- Born: Winifred Alice Cutter Gellard 9 January 1903 Fulham, London, England
- Died: 18 April 1992 (aged 89) Worthing, Sussex, England
- Occupation: Singer
- Years active: 1920s–1940s

= Wynne Ajello =

English singer

Wynne Ajello (born Winifred Alice Cutter Gellard; 9 January 1903 – 18 April 1992) was an English soprano singer who made many broadcasts on BBC radio between the 1920s and 1940s.

She was born in Fulham, London, the daughter of a piano teacher who later married into the Ajello family, originally of Italian origin. She developed a talent for singing, and won a children's singing competition. She made her first BBC broadcasts in 1925, singing a selection of coloratura arias, but diversified into also performing songs from musical revues.

Ajello made recordings for the Durium label. In 1933, she made her first television broadcasts, singing as part of the White Coons concert party, directed by Harry S. Pepper, but then took a lengthy break after a nervous breakdown.

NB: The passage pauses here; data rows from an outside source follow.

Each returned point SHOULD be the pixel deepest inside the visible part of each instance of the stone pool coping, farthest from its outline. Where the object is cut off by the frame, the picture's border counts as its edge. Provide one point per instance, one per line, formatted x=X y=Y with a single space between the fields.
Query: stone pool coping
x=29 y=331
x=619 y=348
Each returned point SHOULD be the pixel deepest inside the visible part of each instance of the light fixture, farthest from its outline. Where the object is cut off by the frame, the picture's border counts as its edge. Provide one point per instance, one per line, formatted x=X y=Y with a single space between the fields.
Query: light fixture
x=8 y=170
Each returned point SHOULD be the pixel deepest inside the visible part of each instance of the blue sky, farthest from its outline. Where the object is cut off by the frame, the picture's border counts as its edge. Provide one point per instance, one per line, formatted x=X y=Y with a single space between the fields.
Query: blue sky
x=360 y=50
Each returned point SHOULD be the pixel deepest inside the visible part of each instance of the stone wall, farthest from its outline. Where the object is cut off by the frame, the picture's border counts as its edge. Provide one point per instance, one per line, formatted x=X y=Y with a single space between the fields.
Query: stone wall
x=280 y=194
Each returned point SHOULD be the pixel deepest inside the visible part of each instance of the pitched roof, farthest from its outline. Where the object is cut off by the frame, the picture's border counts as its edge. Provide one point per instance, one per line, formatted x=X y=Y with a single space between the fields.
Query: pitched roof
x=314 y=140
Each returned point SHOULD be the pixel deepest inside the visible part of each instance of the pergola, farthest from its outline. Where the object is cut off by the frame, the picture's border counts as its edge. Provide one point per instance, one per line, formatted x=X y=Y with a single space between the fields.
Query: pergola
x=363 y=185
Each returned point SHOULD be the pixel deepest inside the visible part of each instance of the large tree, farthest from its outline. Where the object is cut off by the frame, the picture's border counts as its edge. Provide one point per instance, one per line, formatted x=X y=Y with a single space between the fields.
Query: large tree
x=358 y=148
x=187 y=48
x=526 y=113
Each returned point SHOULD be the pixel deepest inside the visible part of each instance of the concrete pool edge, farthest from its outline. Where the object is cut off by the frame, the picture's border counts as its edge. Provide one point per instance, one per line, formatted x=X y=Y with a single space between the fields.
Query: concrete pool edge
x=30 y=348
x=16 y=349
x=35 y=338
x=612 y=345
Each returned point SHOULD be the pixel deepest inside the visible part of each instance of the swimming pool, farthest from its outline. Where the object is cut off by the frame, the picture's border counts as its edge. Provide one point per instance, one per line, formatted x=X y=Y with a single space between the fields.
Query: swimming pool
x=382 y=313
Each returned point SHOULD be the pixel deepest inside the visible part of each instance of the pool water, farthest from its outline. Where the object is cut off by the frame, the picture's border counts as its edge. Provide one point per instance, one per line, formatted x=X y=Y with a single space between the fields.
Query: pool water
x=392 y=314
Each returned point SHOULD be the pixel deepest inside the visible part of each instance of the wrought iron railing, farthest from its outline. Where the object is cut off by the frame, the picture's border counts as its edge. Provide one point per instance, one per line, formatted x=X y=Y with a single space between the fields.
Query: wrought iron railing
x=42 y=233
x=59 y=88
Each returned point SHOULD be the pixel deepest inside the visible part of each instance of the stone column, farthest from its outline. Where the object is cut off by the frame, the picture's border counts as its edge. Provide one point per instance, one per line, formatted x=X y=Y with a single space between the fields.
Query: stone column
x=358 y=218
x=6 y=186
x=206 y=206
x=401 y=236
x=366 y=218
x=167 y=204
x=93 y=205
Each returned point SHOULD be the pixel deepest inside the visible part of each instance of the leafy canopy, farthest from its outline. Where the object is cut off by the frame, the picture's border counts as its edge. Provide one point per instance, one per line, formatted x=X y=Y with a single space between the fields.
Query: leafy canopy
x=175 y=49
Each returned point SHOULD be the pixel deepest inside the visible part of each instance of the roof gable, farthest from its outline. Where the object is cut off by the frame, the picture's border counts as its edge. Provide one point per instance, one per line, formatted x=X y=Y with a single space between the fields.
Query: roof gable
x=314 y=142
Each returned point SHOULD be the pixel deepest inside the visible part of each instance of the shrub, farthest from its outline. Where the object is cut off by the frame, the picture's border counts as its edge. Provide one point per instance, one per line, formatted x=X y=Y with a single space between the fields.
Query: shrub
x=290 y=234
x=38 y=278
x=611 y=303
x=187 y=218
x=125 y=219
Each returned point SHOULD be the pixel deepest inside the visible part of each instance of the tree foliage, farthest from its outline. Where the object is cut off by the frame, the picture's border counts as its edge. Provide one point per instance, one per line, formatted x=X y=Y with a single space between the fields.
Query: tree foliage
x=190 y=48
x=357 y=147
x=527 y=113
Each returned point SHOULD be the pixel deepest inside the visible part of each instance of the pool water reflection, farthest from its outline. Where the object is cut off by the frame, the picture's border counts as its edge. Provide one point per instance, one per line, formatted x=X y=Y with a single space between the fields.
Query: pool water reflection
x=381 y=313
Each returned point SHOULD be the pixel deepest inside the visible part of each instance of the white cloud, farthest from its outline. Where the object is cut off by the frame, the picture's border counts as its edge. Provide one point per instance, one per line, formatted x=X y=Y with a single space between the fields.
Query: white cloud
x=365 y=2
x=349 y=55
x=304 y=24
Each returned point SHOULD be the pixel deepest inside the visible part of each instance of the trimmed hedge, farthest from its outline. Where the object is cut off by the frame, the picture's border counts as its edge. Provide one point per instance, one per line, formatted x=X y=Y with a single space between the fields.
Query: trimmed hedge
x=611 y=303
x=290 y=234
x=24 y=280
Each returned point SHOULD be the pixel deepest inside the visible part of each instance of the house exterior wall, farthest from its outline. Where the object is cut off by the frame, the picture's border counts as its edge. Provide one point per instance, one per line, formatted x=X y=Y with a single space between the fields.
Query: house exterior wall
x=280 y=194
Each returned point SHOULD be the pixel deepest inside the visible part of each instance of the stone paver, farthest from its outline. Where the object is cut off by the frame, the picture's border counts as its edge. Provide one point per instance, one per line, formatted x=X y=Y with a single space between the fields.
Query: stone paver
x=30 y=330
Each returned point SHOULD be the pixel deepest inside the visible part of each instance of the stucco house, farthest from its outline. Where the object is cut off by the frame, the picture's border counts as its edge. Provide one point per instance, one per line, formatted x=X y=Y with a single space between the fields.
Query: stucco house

By 1936, it was reported that she had made over 550 broadcasts for the BBC. In 1938, she took the role of Snow White in the radio adaptation of the Disney cartoon feature. She continued to feature in BBC broadcasts through the Second World War, into the late 1940s.

She married her stepbrother, Reginald Ajello, in 1929. She died in Worthing, Sussex, in 1992, aged 89.